Révélatrices selon eux de ce constat, les manifestations à la suite de la confirmation en avril de la Cour de cassation de l’irresponsabilité pénale du meurtrier de Sarah Halimi. « Cela a envoyé le message absolument terrible que tuer un juif n’était pas si grave », se désespère le rabbin Yann Boissière, de tendance libérale. Candidat au grand rabbinat de France, Mikaël Journo résume : « La communauté juive de France n’est pas inquiète : elle a peur. »

Certes, certains signaux contre « l’indifférence » sont relevés et salués. « Face à l’antisémitisme, la République est irréprochable », se félicite ainsi Yann Boissière tandis que Haïm Korsia ajoute aux éléments positifs la déclaration des évêques de France appelant « tous les citoyens, croyants ou non, à lutter contre l’antisémitisme ». Mais pour les responsables juifs, cela ne suffit pas. « S’il n’y a pas une solidarité nationale de tous contre l’antisémitisme, nous allons être contraints de partir », affirme vivement Guy Bensoussan. À 72 ans, le président de la communauté israélite de Lille ne cache pas son pessimisme, « pas pour moi, mais pour mes petits-enfants ».

La religion du « dissensus harmonieux »

Et pourtant, comme Haïm Korsia, nombreux sont ceux qui aimeraient être présents dans le débat français pour d’autres sujets que l’antisémitisme. « Je suis convaincu que le judaïsme peut apporter des réflexions, si ce n’est des réponses, aux grands débats d’aujourd’hui », assure ainsi Mordekhaï Bensoussan, grand rabbin de Perpignan. « Notre société souffre de s’être renfermée sur elle-même, renchérit Laurent Berros, rabbin de Sarcelles et également candidat au grand rabbinat de France. La religion permet une ouverture et nous avons donc un rôle à jouer. » Yann Boissière abonde : « Le judaïsme est une religion de la discussion, du dissensus harmonieux, et c’est justement ce qui manque le plus à notre société. »

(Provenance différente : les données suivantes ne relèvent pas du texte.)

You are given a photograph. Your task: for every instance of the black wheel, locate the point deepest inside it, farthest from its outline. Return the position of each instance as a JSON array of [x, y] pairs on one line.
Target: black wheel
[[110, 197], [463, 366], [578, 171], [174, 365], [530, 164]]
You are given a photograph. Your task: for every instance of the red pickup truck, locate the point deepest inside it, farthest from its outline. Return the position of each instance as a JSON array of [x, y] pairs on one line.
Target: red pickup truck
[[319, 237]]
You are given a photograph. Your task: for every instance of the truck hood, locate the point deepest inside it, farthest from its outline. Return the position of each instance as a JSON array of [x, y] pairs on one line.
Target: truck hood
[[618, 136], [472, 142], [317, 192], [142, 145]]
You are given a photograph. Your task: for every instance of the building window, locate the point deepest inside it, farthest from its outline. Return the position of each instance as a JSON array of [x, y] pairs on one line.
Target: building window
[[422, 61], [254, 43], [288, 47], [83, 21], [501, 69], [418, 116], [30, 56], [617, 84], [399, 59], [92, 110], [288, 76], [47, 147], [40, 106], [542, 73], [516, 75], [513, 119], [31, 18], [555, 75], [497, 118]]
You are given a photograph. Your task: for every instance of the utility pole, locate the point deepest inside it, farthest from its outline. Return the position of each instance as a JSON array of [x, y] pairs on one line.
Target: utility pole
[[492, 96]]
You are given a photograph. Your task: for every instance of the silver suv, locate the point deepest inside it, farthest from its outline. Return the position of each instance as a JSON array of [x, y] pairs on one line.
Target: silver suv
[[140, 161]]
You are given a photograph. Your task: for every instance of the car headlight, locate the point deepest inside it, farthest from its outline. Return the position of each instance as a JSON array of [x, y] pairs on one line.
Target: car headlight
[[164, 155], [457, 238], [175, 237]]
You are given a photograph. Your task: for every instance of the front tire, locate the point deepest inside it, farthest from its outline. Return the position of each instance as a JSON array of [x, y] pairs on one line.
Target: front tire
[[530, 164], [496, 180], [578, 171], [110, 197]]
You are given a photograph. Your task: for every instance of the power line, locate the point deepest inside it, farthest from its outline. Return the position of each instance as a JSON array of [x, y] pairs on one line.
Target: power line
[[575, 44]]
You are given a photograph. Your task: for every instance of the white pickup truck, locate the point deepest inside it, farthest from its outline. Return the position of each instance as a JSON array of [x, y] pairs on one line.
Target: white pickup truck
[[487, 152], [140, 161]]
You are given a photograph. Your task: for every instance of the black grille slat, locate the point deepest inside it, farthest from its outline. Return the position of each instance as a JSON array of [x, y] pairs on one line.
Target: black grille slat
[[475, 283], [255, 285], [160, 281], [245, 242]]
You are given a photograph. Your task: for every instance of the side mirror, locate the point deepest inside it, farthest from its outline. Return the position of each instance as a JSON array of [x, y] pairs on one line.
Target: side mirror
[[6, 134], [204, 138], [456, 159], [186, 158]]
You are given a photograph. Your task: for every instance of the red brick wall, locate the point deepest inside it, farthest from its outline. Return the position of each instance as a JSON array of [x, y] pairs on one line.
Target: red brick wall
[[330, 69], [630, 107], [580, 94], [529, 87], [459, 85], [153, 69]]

Des grands débats de société – comme le vivre-ensemble et la bioéthique – à des problématiques plus quotidiennes, le judaïsme a des propositions formées au long de son histoire plurimillénaire à offrir à la société française, assurent à l’unisson les pratiquants de cette religion. Un exemple ? Face à un rythme de vie toujours plus connecté, l’actuel grand rabbin de France – dont l’œil n’est jamais très éloigné de son téléphone portable – prône l’exemple du shabbat. « C’est une bénédiction, assure Haïm Korsia. Pendant une journée, l’homme n’est pas considéré dans sa capacité à produire, mais véritablement par ce qu’il est. »

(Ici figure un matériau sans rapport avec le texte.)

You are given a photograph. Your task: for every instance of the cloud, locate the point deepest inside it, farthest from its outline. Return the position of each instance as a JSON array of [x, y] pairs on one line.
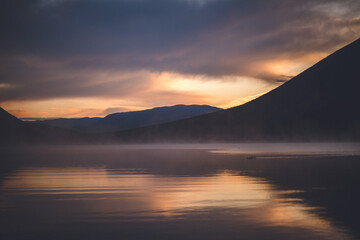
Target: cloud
[[117, 48]]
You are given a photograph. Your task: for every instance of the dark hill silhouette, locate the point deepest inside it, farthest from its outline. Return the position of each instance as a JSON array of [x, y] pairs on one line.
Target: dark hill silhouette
[[128, 120], [320, 104]]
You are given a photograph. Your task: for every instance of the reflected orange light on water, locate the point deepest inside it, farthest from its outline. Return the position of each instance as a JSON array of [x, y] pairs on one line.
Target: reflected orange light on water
[[127, 193]]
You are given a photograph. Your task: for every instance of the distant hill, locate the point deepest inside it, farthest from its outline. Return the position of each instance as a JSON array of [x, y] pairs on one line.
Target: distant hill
[[129, 120], [15, 131], [320, 104]]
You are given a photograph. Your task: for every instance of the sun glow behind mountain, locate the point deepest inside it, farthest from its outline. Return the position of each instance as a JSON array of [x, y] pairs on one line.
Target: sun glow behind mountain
[[99, 57]]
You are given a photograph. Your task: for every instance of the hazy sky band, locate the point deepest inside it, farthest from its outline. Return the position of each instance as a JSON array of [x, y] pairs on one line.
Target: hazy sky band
[[130, 54]]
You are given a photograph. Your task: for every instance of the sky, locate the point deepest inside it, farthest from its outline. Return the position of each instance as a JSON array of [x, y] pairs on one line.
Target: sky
[[79, 58]]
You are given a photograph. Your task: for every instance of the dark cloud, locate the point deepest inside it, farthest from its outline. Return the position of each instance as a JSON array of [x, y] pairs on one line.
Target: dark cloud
[[60, 48]]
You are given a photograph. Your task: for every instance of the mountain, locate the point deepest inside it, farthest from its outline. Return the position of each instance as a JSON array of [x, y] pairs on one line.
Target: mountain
[[128, 120], [320, 104], [11, 128], [15, 131]]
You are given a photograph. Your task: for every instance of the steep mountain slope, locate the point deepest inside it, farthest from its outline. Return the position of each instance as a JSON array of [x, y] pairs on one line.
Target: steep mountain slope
[[319, 104], [15, 131], [135, 119]]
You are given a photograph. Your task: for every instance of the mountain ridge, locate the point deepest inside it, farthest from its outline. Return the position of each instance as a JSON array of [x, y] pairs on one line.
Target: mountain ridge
[[132, 119], [318, 104]]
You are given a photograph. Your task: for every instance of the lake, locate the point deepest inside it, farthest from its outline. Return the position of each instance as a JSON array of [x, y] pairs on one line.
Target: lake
[[204, 191]]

Participation à la vie locale

La liste des propositions ne s’arrête pas là. La plupart des rabbins et responsables communautaires citent ainsi l’exemple du bien-être animal – « une préoccupation depuis 33 siècles » – ou encore celui de l’environnement – « dans Laudato si’, le pape François reprend la vision juive respectueuse de la création ». La participation veut aussi se faire plus directement, là où se trouvent les communautés. « Sans la pandémie, nous aurions organisé un séminaire pour les 850 ans de la persécution des juifs de Blois pour participer à l’histoire de la ville », indique Didier Lévy, président de la toute récente communauté juive de la capitale du département de Loir-et-Cher et qui insiste que son association n’est pas que « cultuelle » mais aussi « culturelle ».

Yann Boissière, rabbin à Paris, en est ainsi sûr. Il est possible de répondre à la « débâcle de la pensée en général » par le « foisonnement de la pensée juive ». À condition donc que le judaïsme français soit suffisamment serein pour parvenir à se faire entendre sur d’autres sujets que la lutte contre l’antisémitisme.

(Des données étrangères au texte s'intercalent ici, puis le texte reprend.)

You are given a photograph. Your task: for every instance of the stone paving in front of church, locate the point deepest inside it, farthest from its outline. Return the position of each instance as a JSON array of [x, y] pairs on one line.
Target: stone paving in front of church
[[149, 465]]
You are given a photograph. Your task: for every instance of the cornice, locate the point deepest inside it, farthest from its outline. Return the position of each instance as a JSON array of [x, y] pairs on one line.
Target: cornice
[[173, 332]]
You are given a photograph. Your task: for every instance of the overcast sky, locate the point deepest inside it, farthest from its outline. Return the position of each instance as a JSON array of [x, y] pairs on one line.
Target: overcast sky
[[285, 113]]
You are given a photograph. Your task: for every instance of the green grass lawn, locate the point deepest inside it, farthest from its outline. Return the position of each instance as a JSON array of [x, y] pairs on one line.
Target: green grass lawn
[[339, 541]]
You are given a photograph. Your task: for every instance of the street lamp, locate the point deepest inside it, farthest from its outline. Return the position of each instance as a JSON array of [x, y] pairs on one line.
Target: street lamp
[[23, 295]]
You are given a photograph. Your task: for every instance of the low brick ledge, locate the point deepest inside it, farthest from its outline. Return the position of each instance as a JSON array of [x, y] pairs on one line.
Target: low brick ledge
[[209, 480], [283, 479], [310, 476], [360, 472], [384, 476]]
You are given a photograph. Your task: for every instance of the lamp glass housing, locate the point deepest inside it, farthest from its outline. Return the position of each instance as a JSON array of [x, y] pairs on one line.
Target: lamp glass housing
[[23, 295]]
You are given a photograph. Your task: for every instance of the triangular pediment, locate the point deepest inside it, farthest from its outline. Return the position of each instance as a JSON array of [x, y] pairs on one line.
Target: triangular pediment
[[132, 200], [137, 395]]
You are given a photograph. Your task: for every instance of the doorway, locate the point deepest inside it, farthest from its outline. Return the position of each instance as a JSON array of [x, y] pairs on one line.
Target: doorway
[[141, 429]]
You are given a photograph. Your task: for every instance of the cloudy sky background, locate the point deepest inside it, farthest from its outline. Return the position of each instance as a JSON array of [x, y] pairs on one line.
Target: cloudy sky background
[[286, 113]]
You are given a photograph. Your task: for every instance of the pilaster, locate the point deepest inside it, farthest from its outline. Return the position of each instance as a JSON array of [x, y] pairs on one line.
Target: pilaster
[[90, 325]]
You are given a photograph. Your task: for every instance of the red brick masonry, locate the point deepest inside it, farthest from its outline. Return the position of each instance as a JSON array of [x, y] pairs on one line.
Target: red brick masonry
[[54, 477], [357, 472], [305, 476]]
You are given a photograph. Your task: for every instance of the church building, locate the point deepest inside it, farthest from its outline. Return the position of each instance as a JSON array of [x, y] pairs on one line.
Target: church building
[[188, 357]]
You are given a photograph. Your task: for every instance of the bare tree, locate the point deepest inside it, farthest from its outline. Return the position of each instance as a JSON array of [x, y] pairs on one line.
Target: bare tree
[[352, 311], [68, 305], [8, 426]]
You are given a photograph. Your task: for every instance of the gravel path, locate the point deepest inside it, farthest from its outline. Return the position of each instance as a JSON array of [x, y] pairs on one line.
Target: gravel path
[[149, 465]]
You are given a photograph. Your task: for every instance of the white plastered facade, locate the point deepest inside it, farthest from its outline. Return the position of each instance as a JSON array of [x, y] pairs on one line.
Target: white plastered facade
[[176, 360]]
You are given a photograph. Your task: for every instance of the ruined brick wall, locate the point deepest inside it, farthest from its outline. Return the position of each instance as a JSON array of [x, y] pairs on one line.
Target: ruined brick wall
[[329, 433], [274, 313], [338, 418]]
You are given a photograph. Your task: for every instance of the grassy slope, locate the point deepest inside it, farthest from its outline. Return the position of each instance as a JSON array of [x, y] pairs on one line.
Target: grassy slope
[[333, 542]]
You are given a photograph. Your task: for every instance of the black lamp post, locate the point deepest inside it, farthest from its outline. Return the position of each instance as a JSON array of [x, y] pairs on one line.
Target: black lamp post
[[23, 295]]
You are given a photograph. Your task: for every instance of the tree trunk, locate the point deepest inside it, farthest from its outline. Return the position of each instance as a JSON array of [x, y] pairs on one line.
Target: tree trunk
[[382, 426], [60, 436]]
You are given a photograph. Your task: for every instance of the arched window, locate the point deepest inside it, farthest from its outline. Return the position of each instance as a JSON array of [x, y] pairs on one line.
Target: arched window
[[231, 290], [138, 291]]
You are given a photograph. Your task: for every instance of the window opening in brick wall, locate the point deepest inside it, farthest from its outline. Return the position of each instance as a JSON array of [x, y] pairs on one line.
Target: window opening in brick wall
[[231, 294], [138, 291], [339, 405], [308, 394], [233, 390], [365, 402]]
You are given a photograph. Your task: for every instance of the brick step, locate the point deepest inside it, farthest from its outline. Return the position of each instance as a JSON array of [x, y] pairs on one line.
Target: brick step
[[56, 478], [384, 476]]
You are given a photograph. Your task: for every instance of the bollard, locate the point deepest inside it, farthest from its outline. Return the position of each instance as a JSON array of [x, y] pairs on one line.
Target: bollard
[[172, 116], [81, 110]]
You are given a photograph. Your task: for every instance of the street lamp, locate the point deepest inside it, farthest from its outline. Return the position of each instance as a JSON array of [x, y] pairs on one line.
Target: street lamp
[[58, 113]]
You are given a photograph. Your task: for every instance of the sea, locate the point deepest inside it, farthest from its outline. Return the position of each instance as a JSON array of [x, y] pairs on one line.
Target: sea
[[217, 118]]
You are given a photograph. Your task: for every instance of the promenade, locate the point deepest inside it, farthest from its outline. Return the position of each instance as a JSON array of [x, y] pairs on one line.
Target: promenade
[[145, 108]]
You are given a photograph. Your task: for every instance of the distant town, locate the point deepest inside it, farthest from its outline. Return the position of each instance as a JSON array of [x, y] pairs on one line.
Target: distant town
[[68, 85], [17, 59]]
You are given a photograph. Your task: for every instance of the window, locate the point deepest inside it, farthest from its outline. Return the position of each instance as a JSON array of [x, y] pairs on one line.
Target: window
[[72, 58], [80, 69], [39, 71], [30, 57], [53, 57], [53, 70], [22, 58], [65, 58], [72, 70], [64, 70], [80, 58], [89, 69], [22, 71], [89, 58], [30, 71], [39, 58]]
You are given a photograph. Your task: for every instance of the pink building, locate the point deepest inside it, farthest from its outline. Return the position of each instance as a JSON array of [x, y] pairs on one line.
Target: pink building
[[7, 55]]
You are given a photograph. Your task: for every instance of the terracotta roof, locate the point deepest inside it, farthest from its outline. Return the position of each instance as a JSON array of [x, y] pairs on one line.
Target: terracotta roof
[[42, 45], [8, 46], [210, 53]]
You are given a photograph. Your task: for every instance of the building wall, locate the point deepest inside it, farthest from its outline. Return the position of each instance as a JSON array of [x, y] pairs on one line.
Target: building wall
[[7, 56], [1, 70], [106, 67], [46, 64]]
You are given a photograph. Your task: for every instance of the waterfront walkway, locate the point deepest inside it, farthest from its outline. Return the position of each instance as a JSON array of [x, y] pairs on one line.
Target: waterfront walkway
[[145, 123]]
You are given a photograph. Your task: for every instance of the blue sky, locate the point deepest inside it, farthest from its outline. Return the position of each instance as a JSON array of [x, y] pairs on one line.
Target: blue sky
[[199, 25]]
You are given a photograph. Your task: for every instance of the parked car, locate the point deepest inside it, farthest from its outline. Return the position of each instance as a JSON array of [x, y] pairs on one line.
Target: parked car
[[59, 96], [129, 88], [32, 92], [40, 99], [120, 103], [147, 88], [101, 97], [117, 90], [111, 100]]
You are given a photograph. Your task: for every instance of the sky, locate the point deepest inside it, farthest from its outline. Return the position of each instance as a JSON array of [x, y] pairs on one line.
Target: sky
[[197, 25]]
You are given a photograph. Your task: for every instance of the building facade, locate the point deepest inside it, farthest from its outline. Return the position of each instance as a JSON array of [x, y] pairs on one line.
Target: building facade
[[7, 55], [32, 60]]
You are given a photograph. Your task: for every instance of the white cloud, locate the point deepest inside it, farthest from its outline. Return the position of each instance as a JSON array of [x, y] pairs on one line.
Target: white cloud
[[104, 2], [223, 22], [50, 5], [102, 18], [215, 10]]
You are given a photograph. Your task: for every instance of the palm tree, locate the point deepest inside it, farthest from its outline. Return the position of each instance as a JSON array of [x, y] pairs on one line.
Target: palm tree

La communauté juive française en chiffres

  • Selon un rapport publié en octobre 2020 par l’Institute for Jewish Policy Research, le nombre de juifs est estimé à environ 450 000 en France.
  • Alors que la population française augmente, ce chiffre est à l’inverse en baisse. La proportion de juifs au sein de l’ensemble des Français diminue donc. Sur un demi-siècle, la part de Français de confession juive a diminué de moitié, pour désormais atteindre 0,7 %.
  • Structurant la majeure partie du judaïsme français, le consistoire recense près de 500 synagogues dans le pays. À celles-ci, s’ajoutent des communautés libérales et d’autres Loubavitch – ultraorthodoxes.